YER: Tarık Zafer Tunaya Kültür Merkezi
TARİH: 05.02.2012
KATILIMCILAR DERNEK, VAKIF VE GİRİŞİMLER
1.Hasta Hakları Platformu (Mustafa Sütlaş)
2.Liberal Demokrasi Hareketi Derneği (Feyza Geçmen)
3.Adaleti Savunanlar Derneği (Gürcan Onat)
4.Düşünce Suçuna Karşı Girişim (Şanar Yurdatapan)

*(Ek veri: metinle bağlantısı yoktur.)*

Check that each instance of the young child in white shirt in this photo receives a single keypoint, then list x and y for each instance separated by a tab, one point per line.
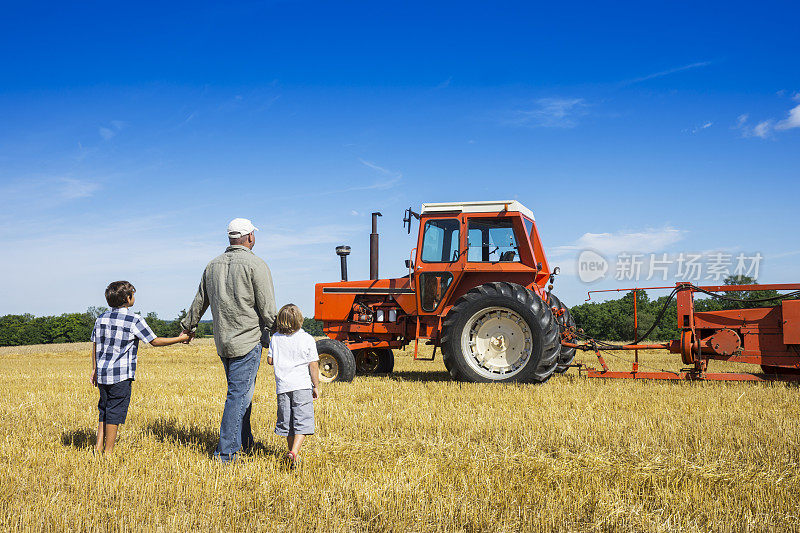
293	352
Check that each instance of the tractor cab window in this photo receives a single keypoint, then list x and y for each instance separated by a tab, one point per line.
492	241
440	241
529	228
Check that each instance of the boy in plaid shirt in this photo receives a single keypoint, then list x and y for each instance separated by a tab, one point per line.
115	340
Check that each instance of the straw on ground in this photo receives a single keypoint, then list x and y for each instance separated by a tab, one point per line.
409	452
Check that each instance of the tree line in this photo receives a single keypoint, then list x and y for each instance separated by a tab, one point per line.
612	320
26	329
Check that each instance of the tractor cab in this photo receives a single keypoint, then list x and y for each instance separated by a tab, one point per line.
474	289
465	241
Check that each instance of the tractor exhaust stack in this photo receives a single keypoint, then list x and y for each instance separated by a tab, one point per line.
343	251
373	247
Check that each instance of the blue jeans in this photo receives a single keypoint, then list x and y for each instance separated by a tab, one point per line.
235	431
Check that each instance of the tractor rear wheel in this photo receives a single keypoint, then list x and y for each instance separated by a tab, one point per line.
500	332
374	361
336	361
565	322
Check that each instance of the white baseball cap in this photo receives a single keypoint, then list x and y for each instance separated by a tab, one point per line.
239	227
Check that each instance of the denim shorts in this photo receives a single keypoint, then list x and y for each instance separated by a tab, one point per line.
114	400
295	413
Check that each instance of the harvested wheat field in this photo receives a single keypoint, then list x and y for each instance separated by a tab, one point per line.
409	452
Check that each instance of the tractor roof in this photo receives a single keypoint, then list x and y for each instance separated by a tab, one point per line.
477	207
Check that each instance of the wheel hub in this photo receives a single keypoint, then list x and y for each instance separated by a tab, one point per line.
367	361
328	368
498	341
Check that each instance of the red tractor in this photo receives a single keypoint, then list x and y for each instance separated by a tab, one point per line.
475	289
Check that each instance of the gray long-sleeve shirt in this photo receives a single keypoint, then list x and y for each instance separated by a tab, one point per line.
237	286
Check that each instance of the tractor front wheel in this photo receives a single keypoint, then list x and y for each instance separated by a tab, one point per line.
501	332
374	361
336	361
565	322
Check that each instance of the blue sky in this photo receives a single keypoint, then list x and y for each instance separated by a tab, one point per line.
131	134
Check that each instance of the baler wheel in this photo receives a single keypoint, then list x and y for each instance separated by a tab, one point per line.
500	332
565	321
374	361
780	370
336	361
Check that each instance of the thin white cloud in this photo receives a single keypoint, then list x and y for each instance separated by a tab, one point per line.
373	166
550	113
668	72
392	178
762	129
766	128
72	189
702	127
28	196
109	132
792	121
445	84
649	240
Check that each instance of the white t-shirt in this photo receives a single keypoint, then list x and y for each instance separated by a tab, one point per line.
290	356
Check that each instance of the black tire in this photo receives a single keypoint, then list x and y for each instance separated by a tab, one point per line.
537	364
371	361
565	321
345	369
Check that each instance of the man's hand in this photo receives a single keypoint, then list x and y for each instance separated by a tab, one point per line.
189	336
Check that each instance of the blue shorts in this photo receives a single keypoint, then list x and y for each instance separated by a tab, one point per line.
295	413
114	400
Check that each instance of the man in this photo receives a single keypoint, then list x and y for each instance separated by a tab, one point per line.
238	287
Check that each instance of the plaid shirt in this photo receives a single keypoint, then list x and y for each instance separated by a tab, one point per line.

5.Liberal Avrupa Derneği (Hüsnü Adalı)
6.Türkiye Af Örgütü (Murat Köylü)
7.Güvercinler Meclisi Girişimi (Şahin Candaş)
SİYASİ PARTİLER
1. Ece Yıldız (Demokrasi ve Özgürlük Hareketi)
2. Mehmet Ali Erdoğan (Hak ve Özgürlükler Partisi)
MESLEK ODALARI Yok.
SENDİKALAR
Ercan İpekçi (Türkiye Gazeteciler Sendikası)
KATILAN MİLLETVEKİLLERİ
1. Mahmut Tanal (CHP)
BELEDİYE BAŞKANLARI Yok.
DİĞER KATILIMCILAR
Çeşitli sivil kuruluşlardan ve halktan toplam 7 izleyici/gözlemci katıldı.
MEDYA Yok.
MODERATÖR Melis Tantan
KONULAR
GENEL KONU: "Yargı Paketi"
KONUŞULANLAR:
Feyza Geçmen: Yargı herkesi ilgilendirir, ama libarelleri ayrıca ilgilendirir. Yapılmakta olan bazı hukuksal düzenlemeler var. Ayrıca uzun zamandır yapılması planlanan bir anayasa değişim çalışmaları var. Bu iki değişimin birbirini tamamlayarak, birbirine paralel gittiği konusunda bilgi sahibi olmak zor. Anayasa çalışmaları sırasında birçok yerden fikir alınıyor, uzmanlara fikirleri soruluyor. Acaba ceza yasası konusunda da aynısı yapılıyor mu? Kanunları değiştirmek, geliştirmek güzel olsa da, bu kanunları yorumlayacak zihniyet de önemli. Bizden/sizden denildiği mühdetçe bağımsız bir yargıdan bahsetmek mümkün değil. Basın kanunundaki değişikliklerden de bahsediliyor ama, suçun içine “terör suçu”nu karıştırınca her hangi bir özgürlükten bahsedilemiyor. Basın özgürlüğü konusunda 148. Sıradayız. Temsili adaletin sağlam olmaması gibi hiç açılmayan konular da var. Hala siyasi partiler yasası, seçim yasası düzenlenmedi. Temel hak ve özgürlükler konusunda hala toplantı- gösteri, afiş asma gibi haklar düzenlenmedi. Bir de zaten benzer değişiklikler geçmişten intikam alma gibi düşüncelerle yapılıyor, ki yapılmaması gerekir. Geçmişte yapılanlar çoktan ödendi. Ama bugün değişiklikler, şimdi biz değiştirebiliyoruz, istediğimizi yapacağız mantığıyla yapıldığında bugün bizde cezasını çekiyor olacağız. Yapılması gerekenler çok basit olmasına rağmen yapılmıyor. En basiti medeni kanunda, bir kadın evlendiğinde kendi soyadını alamıyor ve bu konuda herhangi bir düzenleme düşünülmüş değil. Yargı düzenlemeleri bu sebeplerden dolayı samimiyetsiz geliyor. Ama her şeye rağmen olumlu bir şey. Yine de düzenleme yapılırken ilgili sivil toplum kuruluşları ve uzmanlarla beraber çalışılmalı.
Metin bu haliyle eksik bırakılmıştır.